'Deadfall' Review: Snowy Film Noir Fizzles Out Midway In
"Deadfall" has most of the elements of a good tricky noir: sex, love, doom, death. But the movie is dogged by intermittent listlessness, and it never quite comes together. About halfway in you can tell that the film itself is doomed.
Eric Bana and Olivia Wilde are Addison and Liza, two screwed-up siblings on the run after a big casino heist. Addison is a personable psychopath, Liza a needy emotional mess. When their getaway car crashes in the snow-blown wilds of rural Michigan, Addison decides they should split up and try to make their separate ways to Canada (where the movie was actually shot). He tells her to start hitchhiking, while he takes off into the snowy woods.

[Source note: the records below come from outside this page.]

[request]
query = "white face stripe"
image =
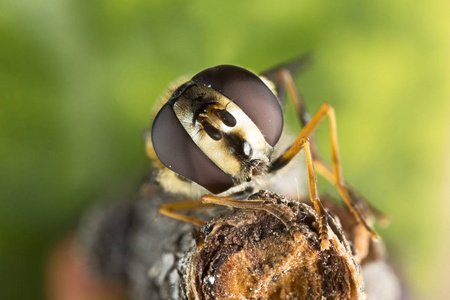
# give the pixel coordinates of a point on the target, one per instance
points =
(253, 142)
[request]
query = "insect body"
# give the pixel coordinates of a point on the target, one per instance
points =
(217, 133)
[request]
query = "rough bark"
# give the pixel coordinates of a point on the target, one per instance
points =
(239, 254)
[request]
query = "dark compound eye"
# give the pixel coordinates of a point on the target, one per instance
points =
(250, 93)
(176, 150)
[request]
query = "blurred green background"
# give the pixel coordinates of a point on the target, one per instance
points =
(78, 79)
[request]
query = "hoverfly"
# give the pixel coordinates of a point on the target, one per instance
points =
(216, 138)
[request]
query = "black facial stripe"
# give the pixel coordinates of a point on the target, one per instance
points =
(177, 151)
(212, 131)
(235, 144)
(226, 118)
(250, 93)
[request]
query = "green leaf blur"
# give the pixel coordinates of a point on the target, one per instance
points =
(79, 78)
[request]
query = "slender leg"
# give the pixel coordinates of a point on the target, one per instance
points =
(335, 176)
(168, 209)
(270, 208)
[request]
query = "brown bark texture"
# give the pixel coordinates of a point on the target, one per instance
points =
(238, 254)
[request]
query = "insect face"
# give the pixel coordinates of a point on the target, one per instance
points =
(219, 128)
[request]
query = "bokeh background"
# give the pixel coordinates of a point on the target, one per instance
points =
(78, 80)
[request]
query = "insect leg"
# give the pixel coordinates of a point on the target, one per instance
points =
(168, 209)
(334, 175)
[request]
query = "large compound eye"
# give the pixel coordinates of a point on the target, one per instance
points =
(250, 93)
(176, 150)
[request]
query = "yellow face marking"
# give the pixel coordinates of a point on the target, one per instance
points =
(239, 144)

Meanwhile, a young man named Jay (Charlie Hunnam, of "Sons of Anarchy") is being released from prison. Jay was a promising boxer before he was ordered to throw a match. Now, it being Thanksgiving, he just wants to go home to his mom (Sissy Spacek) and disapproving dad (Kris Kristofferson). First, though, he wants to confront the creep who ratted him out for taking a dive in the ring. Unfortunately, he winds up half-killing the guy. Panicked, he takes off in his truck—and soon comes upon Liza, freezing at the side of the road. He picks her up and asks her name. “What do you want it to be?” she says, in a cutesy-annoying way. Soon they’ve pulled in at a cozy tavern, and then checked into an attached motel, where Liza has her way with Jay in the customary R-rated manner.